The Revised UK Corporate Governance Code (2018) was published on 16 July 2018. The 2018 Code is shorter and sharper, “Supporting Principles” have been removed and it has fewer Provisions. The revised code broadens the definition of governance and emphasises the importance of:  

  • Positive relationships between companies, shareholders and stakeholders.  
  • A clear purpose and strategy aligned with a healthy corporate culture.  
  • High quality board composition and a focus on diversity.  
  • Remuneration which is proportionate and supports long-term success.

The revised code is designed to set higher standards of corporate governance to promote transparency and integrity in business and to attract investment in the UK for the long term, benefitting the economy and wider society.


There is an emphasis in the revised code on improving the quality of the board and company’s relationships with a wider range of stakeholders.  There is also a new board responsibility for workforce policies and practices which reinforce a healthy culture that will involve engaging with the workforce through one, or a combination, of a director appointed from the workforce, a formal workforce advisory panel and a designated non-executive director, or other arrangements which meet the circumstances of the company and the workforce.  

The board

There is an emphasis in the revised code on the importance of independence, constructive challenge of the boardroom and strengthening consideration of ‘overboarding’. There is a focus on diversity, the length of service of the board as a whole, and effective board refreshment.

A ‘Comply or explain’ provision for a maximum nine-year length of service, allows flexibility to facilitate effective succession planning and the development of a diverse board particularly in those cases where the chair was an existing non-executive director on appointment.

The Nomination committee has responsibility for more effective succession planning that develops a more diverse pipeline.

The revised Code emphasises reporting on the gender balance of senior management and their direct reports.


The revised Code recommends more demanding criteria for remuneration policies and practices and clearer reporting on remuneration, how it delivers company strategy, long-term success and its alignment with workforce remuneration.  

The revised Code recommends that remuneration committee chairs should have served on a remuneration committee for at least 12 months.


Companies should avoid a ‘tick-box approach’. An alternative to complying with a Provision within the revised code may be justified in particular circumstances based on a range of factors, including the size, complexity, history and ownership structure of a company. Explanations should set out the background, provide a clear rationale for the action the company is taking, and explain the impact that the action has had. Where a departure from a Provision is intended to be limited in time, the explanation should indicate when the company expects to conform to the Provision. Explanations are considered to be a positive opportunity to communicate, not an onerous obligation.

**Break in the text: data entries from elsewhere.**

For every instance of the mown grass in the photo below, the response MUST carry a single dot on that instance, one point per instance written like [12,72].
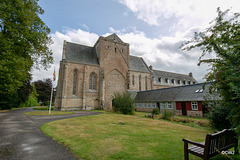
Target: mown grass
[42,108]
[46,113]
[116,136]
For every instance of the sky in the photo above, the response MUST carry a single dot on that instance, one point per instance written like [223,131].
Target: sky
[154,29]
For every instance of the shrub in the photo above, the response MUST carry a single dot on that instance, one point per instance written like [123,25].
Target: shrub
[167,115]
[123,103]
[155,111]
[218,114]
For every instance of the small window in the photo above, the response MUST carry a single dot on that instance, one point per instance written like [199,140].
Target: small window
[194,105]
[197,91]
[74,82]
[166,80]
[179,81]
[146,83]
[92,81]
[163,105]
[132,79]
[139,83]
[170,105]
[149,105]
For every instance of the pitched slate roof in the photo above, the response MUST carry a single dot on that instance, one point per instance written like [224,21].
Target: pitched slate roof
[193,92]
[114,38]
[163,74]
[138,64]
[80,53]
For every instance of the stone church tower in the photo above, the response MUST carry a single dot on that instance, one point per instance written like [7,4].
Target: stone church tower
[89,76]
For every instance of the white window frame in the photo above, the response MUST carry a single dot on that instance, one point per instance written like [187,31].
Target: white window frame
[169,104]
[163,104]
[194,106]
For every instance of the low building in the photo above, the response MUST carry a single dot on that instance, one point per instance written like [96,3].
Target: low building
[90,75]
[183,100]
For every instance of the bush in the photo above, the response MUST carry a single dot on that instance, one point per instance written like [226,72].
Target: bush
[123,103]
[155,111]
[167,115]
[218,114]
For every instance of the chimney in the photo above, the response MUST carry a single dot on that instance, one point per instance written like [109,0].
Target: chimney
[190,74]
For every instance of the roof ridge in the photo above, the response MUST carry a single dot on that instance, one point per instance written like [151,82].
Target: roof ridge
[79,44]
[170,72]
[189,85]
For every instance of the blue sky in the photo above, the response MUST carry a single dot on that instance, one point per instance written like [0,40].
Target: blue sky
[155,29]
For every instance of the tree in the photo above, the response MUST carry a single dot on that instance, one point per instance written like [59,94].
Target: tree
[43,89]
[222,39]
[15,99]
[24,41]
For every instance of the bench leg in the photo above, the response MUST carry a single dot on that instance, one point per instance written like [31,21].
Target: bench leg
[186,157]
[236,150]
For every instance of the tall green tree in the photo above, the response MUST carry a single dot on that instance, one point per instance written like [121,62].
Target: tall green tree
[24,41]
[43,88]
[222,39]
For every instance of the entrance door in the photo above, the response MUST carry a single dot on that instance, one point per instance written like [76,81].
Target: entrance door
[184,111]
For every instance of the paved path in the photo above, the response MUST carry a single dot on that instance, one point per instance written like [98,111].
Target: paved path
[22,139]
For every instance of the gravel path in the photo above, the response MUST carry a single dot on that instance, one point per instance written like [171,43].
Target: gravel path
[22,139]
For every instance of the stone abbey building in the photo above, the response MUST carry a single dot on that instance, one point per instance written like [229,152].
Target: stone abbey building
[89,76]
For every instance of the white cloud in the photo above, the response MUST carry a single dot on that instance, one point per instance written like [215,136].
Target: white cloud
[187,13]
[75,36]
[162,53]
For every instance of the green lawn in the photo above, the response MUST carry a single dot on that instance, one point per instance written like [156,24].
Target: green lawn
[46,113]
[116,136]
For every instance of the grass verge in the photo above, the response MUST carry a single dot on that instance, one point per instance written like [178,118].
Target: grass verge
[116,136]
[42,108]
[46,113]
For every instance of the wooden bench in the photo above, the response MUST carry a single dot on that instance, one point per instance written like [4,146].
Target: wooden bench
[213,145]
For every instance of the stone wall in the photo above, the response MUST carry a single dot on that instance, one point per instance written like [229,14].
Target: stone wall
[135,85]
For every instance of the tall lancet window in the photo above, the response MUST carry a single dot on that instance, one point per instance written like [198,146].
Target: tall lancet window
[132,79]
[92,81]
[146,83]
[74,81]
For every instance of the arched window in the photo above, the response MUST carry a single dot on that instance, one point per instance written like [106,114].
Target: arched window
[146,83]
[74,81]
[92,81]
[132,79]
[139,83]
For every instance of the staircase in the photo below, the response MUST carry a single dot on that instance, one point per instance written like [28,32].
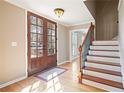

Investors should engage constructively and discuss with the company any departures from recommended practice. When considering explanations, investors and proxy advisors should pay due regard to a company’s individual circumstances. Proxy advisors have every right to challenge explanations if they are unconvincing, but explanations must not be evaluated in a mechanistic way. Investors and proxy advisors should also give companies sufficient time to respond to enquiries about corporate governance reporting.